Approximately 25 years ago two little bulges of fat started to appear on my previously smooth chest. What began as two painful tender nubs became 2 mounds in what felt like record time. At 12 I was very well endowed, enough to comfortably fill a B cup-on a child’s frame. I remember clearly because M&S were the only high street store selling “teen” bras back then-we hadn’t started seeing black satin pushup bras for the pre-pubescent at that point (that I knew of anyway).
Within a year I was positively rubenesque (not my choice of phrase, that came from a male PE teacher-I had to ask mum what it meant). Along with the physically stressful experience (I found bras deeply uncomfortable and itchy) came the emotional abuse. I was bullied by other girls in my age-group, all on different stages of our developmenal journey. I was leered at, taunted, groped and objectified by the boys in my peergroup and above. I was fair game for the older boys to “ask out”. I was 12. I hated being me through those years, but more than hating me, I hated my breasts.
I hated the attention they garnered and when they just kept growing I developed a disgust for my body. I couldn’t hide them. I tried strapping them down, I wore baggy jumpers. Nothing worked, I still got singled out. They made me appear older than my years and I found myself regularly harassed.
Of course I grew up, we all do, I grew around my breasts but my obsession with reducing my breastsize grew too. I had had too many experiences of receiving abuse like “give us a soapy tit wank”, “get yer tits out”, “get back on page 3 yer slapper”. I saved and saved and at 28 I had enough to pay for a breast reduction operation.
I underwent 4 hours of major surgery having my G cups reduced to B cups. I experienced pain and fear in order to change my body enough to stop how I felt about it and to stop the abusive remarks-abuse levelled simply at how I looked. The responses from men to the existence of my breasts.
I feel a strong belief 10 years on from my reduction surgery that had my breasts not been considered public property the minute they began to appear, had I not felt defined by them and the need for their “perfection” I would not have treated my body in the way I did. Had I not been disturbed and stared at by men who saw breasts on a page every morning with breakfast so found it acceptable to stare at mine, then maybe, just maybe my own opinions may not have been so harsh or critical.

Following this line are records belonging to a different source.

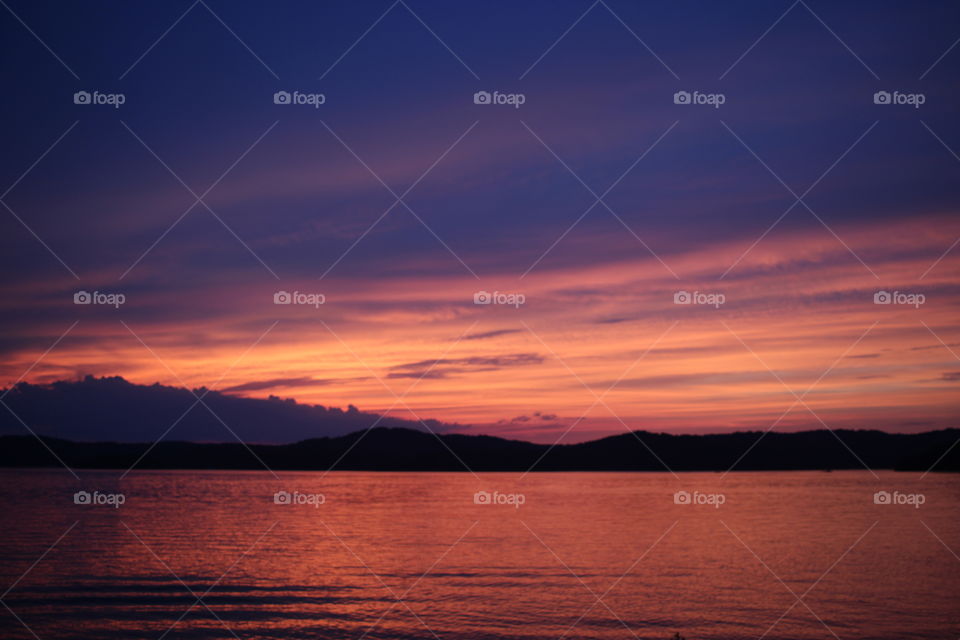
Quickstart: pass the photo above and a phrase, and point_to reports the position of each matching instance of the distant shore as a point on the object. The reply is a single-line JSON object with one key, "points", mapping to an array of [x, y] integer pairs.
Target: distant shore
{"points": [[400, 449]]}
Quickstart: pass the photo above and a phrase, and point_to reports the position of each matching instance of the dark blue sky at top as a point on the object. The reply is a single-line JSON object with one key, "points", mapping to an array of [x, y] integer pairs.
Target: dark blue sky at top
{"points": [[399, 99]]}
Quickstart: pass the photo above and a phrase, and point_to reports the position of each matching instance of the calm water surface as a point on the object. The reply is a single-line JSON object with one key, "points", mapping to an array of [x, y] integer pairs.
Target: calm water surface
{"points": [[211, 555]]}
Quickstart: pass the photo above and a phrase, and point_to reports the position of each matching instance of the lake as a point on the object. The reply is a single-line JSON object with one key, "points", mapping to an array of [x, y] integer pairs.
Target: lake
{"points": [[187, 554]]}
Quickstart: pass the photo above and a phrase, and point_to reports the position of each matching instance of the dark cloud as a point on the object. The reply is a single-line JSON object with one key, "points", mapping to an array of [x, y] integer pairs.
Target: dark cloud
{"points": [[274, 383], [492, 334], [444, 367]]}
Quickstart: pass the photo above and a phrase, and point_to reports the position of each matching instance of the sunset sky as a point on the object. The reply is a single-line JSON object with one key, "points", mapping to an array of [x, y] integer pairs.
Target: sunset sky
{"points": [[597, 199]]}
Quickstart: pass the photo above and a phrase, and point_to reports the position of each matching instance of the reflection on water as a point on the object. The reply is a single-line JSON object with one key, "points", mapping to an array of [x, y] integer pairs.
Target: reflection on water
{"points": [[423, 555]]}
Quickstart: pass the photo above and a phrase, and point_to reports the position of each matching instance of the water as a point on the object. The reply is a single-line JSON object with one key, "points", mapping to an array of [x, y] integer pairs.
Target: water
{"points": [[412, 555]]}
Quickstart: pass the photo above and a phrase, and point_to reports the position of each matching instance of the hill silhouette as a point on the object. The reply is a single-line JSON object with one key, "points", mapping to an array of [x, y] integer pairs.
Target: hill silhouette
{"points": [[111, 408], [110, 423], [395, 449]]}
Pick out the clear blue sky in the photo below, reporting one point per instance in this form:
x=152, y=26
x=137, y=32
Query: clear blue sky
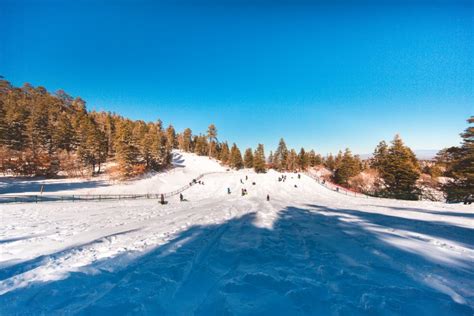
x=323, y=74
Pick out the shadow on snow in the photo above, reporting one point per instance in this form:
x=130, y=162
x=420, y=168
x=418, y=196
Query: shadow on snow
x=307, y=263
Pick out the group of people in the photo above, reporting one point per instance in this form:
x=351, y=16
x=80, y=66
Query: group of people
x=194, y=181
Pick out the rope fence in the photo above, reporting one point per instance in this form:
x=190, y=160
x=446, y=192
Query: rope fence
x=37, y=198
x=334, y=187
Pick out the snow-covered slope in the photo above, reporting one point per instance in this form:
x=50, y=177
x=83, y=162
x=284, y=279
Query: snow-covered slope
x=308, y=250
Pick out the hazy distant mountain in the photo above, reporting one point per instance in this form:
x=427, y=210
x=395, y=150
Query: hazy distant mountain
x=423, y=154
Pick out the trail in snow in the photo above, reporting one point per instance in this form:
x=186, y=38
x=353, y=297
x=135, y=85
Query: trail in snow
x=307, y=251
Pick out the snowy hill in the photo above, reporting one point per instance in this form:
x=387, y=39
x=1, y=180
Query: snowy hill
x=308, y=250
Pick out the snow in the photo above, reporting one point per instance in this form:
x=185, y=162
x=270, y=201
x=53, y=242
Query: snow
x=309, y=250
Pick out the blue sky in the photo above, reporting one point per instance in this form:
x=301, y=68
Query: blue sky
x=322, y=74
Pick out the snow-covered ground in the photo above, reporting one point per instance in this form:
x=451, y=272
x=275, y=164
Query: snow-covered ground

There isn’t a smoking gun here of cause and effect but it definitely played its part.
I’ve heard all the arguments for page 3, the empowerment of the models, the celebration of the female form. I don’t feel able to comment on their empowerment any more than they could comment on mine-and what is empowerment anyway, other than a Spicegirls tag line and an excuse to justify anything society wants to OK- “it’s empowering, oh-OK then”. I certainly felt no power when my body was objectified solely for being attached to my breasts. For me, my dislike for page 3, other misogynistic articles in those types of papers and “lads mags” in general is the license it gives to say “this is woman”. “This is the norm”.

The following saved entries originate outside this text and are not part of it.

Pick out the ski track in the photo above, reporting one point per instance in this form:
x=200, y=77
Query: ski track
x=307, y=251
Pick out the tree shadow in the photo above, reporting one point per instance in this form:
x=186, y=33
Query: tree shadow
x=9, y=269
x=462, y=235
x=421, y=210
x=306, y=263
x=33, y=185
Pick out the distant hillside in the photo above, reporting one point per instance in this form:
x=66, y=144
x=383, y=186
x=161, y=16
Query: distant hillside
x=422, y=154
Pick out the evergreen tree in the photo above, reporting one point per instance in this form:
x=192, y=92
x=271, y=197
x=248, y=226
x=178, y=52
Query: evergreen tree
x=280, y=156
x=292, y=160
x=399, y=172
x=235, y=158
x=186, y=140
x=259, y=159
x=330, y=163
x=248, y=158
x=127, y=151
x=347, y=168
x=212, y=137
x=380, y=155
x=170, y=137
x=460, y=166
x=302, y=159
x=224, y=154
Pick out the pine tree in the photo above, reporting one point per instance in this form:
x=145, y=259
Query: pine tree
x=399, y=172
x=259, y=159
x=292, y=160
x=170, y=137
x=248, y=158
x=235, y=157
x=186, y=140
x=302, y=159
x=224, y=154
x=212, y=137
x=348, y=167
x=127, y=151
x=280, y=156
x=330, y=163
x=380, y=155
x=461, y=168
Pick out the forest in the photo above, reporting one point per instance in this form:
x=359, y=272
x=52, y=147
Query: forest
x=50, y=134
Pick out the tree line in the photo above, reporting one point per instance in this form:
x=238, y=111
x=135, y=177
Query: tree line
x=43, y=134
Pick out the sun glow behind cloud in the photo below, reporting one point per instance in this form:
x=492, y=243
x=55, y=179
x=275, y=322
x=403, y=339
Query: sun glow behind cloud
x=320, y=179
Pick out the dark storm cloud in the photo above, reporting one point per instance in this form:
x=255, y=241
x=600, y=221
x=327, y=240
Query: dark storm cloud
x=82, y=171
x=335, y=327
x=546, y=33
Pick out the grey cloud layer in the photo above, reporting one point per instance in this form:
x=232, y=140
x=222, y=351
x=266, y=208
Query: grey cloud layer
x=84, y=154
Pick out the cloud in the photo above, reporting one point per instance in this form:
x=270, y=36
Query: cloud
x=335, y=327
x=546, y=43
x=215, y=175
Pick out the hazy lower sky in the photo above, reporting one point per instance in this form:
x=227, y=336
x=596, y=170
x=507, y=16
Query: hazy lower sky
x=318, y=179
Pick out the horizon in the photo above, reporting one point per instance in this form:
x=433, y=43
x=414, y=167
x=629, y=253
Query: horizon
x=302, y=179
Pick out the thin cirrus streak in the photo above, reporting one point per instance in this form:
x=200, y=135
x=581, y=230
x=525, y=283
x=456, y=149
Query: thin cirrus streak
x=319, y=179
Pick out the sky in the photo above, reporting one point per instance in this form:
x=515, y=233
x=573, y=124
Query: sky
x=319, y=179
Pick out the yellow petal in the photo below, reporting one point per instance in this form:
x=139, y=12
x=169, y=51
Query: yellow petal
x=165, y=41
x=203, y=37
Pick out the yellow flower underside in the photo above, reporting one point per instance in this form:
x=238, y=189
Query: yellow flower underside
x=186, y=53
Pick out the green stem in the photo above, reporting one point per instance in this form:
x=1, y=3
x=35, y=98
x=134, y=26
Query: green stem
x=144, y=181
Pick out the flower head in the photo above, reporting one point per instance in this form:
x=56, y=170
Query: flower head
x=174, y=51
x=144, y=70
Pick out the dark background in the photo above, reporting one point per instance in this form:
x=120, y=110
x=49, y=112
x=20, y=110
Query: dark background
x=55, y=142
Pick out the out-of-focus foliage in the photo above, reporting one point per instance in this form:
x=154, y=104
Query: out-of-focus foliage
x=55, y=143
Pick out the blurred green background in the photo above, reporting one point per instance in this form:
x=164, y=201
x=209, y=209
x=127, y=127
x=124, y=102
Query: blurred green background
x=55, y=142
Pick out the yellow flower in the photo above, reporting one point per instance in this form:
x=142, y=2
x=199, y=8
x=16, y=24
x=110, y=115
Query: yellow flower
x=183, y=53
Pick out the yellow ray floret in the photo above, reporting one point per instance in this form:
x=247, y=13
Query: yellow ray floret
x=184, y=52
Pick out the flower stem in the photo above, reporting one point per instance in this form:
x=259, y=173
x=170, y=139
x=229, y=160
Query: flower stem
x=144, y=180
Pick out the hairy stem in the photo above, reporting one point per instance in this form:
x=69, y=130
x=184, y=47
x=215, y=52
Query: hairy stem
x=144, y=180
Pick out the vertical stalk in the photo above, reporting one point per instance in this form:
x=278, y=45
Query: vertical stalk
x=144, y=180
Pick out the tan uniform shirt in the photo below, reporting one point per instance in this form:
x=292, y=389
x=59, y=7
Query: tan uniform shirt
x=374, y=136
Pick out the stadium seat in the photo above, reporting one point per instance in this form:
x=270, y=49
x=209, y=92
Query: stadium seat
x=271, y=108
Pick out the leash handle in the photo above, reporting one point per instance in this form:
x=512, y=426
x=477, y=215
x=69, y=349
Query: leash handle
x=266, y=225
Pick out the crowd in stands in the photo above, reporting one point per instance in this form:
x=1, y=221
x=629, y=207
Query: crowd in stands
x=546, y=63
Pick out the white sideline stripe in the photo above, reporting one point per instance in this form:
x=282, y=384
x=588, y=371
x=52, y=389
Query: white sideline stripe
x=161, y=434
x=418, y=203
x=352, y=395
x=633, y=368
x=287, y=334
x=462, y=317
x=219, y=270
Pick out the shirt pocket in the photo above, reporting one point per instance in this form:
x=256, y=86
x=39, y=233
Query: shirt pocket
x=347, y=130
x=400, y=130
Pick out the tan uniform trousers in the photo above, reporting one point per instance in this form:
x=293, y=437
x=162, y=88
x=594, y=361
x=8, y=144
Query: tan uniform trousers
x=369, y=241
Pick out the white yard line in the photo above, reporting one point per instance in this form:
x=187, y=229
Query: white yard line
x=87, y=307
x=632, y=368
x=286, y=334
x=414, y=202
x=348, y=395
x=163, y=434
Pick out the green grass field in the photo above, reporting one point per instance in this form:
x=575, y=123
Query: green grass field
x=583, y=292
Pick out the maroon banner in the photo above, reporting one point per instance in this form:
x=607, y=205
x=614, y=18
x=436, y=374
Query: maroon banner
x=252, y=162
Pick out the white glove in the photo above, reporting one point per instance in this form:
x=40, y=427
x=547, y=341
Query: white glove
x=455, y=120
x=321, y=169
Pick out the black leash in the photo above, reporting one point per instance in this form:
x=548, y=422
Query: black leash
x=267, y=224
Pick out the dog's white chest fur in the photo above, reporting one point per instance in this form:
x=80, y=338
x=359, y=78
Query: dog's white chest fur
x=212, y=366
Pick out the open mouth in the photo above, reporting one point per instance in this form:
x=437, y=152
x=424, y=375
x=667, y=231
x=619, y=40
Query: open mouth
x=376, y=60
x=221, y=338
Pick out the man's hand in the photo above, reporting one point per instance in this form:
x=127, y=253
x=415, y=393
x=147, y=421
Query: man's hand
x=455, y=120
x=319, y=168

It has nothing to do with nudity or prudishness, I find the female form in ALL its varying shapes and sizes to be beautiful-and that’s not a Dove advert cop-out, I genuinely do, I love the bodies of women, but that’s not what I’m confronted with in the publications I’ve mentioned. I’m confronted with a lie, a lie that says women are devoid of body hair, cellulite, scars, fat, lumps, bumps, tiny breasts, pendulous breasts, pimples, birthmarks, freckles or any other thing that differs from the “ideal”. Conversely I don’t buy the “they aren’t real women” argument either, those who appear on page 3 ARE real women, with lives, choices and opinions. The problem I have is that no-one who reads that paper gives a shit about that. It adds to the objectification that happens every day off the page. I know from experience that this is true, the arguments for it and for its place in our society just don’t stack up or convince me otherwise.